An experience on a week-long book tour of South Africa this autumn pulled me up short. Apparently, post-9/11, I had slid into a lazy, ignorant exasperation with the whole "Muslim world", even if I was well aware academically that there is no such homogenous thing.
Simply, I had a Muslim publicist. The one truly invidious aspect of an otherwise cushy career, book tours can be gruelling. Spending day after day with a woman who ferries you to events, plies you with yet more coffee while you mouth off to interviewers, and keeps you company at dinner lest you huddle in restaurants self-consciously by yourself, you get to know her surprisingly well.

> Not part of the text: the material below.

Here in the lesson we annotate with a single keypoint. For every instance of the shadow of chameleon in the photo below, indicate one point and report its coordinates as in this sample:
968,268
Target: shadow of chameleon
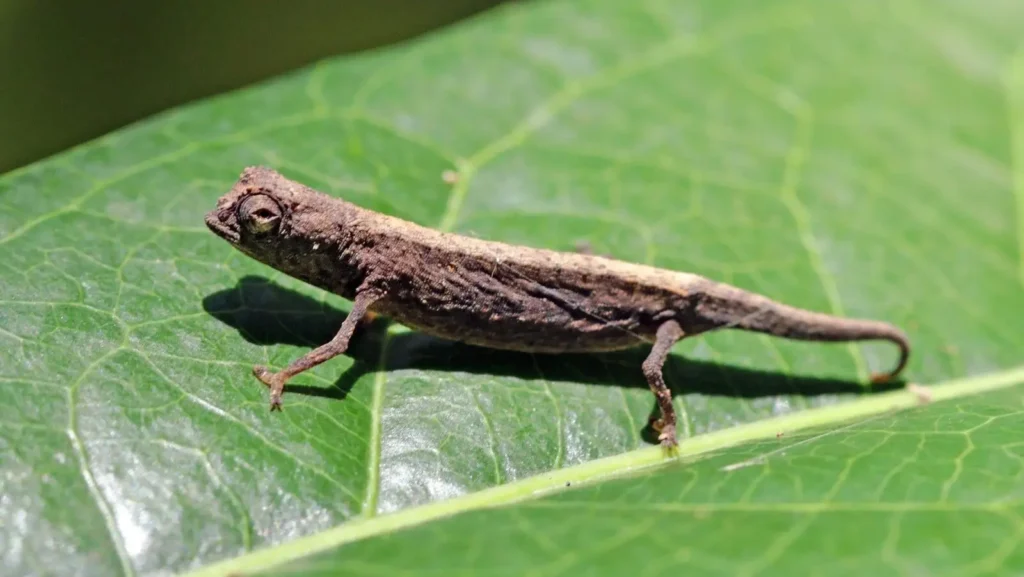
265,313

Genial, attractive, and crackerjack at her job, Anika is a Cape Town Malay — "coloured", in the old parlance — and while a student she was one of the pioneers of racial integration at Stellenbosch University. On learning she was Muslim, I was at first apprehensive; after long days of repeating myself to the point of self-hatred, I prefer to debrief with refreshment more bracing than orange juice. But I'd nothing to fear. While Anika herself is teetotal, at our dinners she cheerfully ordered bottles of wine, about whose grapes and vintners she was remarkably knowledgeable. She often refilled my glass or urged me to indulge in a nightcap. Before seeing me off at the airport, she drove us over an hour out of Cape Town to the Klein Constantia estate, just so I could score some of South Africa's most celebrated dessert wines. (I know — how we writers suffer for our art.) To my relief, she even nurses one vice herself: she smokes.
Yet my publicist wasn't some backsliding Muslim in name only. Anika is devout. Single, she lives chastely with her parents. She'd never marry a non-Muslim, who wouldn't share her core values. She's already gone on the Umrah, the mini-hajj, and aims to undertake the hajj proper in future.